Шрила Прабхупада говорил о таких ситуациях, как о тех, в которых двое братьев ссорятся и спорят. Шрила Прабхупада подтвердил, что если мы останемся в ИСККОН, тогда эти небольшие оскорбления не будут иметь серьезного эффекта, потому, что вайшнавы очень милостивы. Мы можем нанести им оскорбление, но если мы попросим прощения, то последствия этого оскорбления уничтожаются". (Бхакти Чару Свами)
http://sankirtana.narod.ru/library/xz/vopros.htm

----------


## Дмитрий Казиков

> Когда преданных отвлекают от прямой проповеди сознания Кришны


Из недавней лекции Враджендра Кумара прабху - не бывает прямой или косвенной проповеди, бывает эффективная или неэффективная проповедь.

----------


## Kasturika d.d.

Похоже, это требует отдельной темы  :smilies: 




> В чём грех в распространении высказываний Бхакти Викаши Свами? Ведь он говорит для того, чтобы его услышали, а не ради сотрясания воздуха. Если его мнение противоречит мнению чьего-то гуру, то ученик должен принять точку зрения своего гуру по спорному вопросу, а сами эти разногласия - рассматривать просто как лилы, игры отношений между духовными братьями, не вмешиваться в них. Разве не так?


Харе Кришна, Варган. Примите, пожалуйста, мои поклоны.
Рассматривать, как лилы не получается что-то, видимо, нужен определенный уровень для этого))
Думаю, что не нужно выносить ссор из избы и посвящать весь мир в наши домашние дела. Как сказал Бхакти Вигьяна Госвами, репутация ИСККОН не очень хорошая, так к чему же нам при помощи интернета самим её еще ухудшать? Так не ведут себя близкие родственники в семье.
В первую очередь учитель дает наставления своим ученикам, а те должны пользоваться этим с разумом.

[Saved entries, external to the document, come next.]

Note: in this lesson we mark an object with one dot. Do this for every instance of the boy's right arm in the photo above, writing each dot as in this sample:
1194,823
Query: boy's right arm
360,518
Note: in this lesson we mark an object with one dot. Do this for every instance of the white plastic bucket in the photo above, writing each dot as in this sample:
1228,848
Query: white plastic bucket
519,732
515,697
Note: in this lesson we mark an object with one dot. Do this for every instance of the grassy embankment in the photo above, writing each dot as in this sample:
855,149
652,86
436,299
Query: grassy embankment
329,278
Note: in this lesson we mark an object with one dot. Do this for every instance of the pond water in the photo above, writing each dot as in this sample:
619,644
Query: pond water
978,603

> Из наставлений Шрилы Индрадйумны Свами (даршан по поводу конфликта в уфимской ятре - видео, которое Вы присылали на форум) я понял, что старшие вайшнавы и, тем более, духовные братья (ученики одного и того же дикша-гуру) могут публично поправлять друг друга, и это вполне нормально. А когда младшие преданные начинают критиковать духовных братьев своих учителей, то это нехорошо, нарушение вайшавского этикета. Правильно ли я понял?


Простите, я не могу вспомнить, что говорил Шрила Индрадьюмна Свами в той беседе. Может, процитируете, или укажите, с какой минуты.

----------


## Варган

> Простите, я не могу вспомнить, что говорил Шрила Индрадьюмна Свами в той беседе. Может, процитируете, или укажите, с какой минуты.


С 01:47:00 по 01:54:25

----------


## Kasturika d.d.

> С 01:47:00 по 01:54:25


Очень хорошее объяснение дал Шрила Индрадьюмна Свами! Особенно понравилось, почему они с Бада Харидасом прабху до сих пор не отклонились и остаются в Движении. Это, наверное,  самое важный момент видеоролика.

----------


## Raja Kumari dasi

Вы, я извиняюсь, вообще о чем? 

По теме одевания *Кришны* Санта-Клаусом нет разногласий между гуру. Ни один гуру не дал бы наставлений так наряжать Божеств Шри Шри Радхи-Кришны. Это делают пуджари, обусловленные своим рождением на Западе и детскими рождественскими сказками.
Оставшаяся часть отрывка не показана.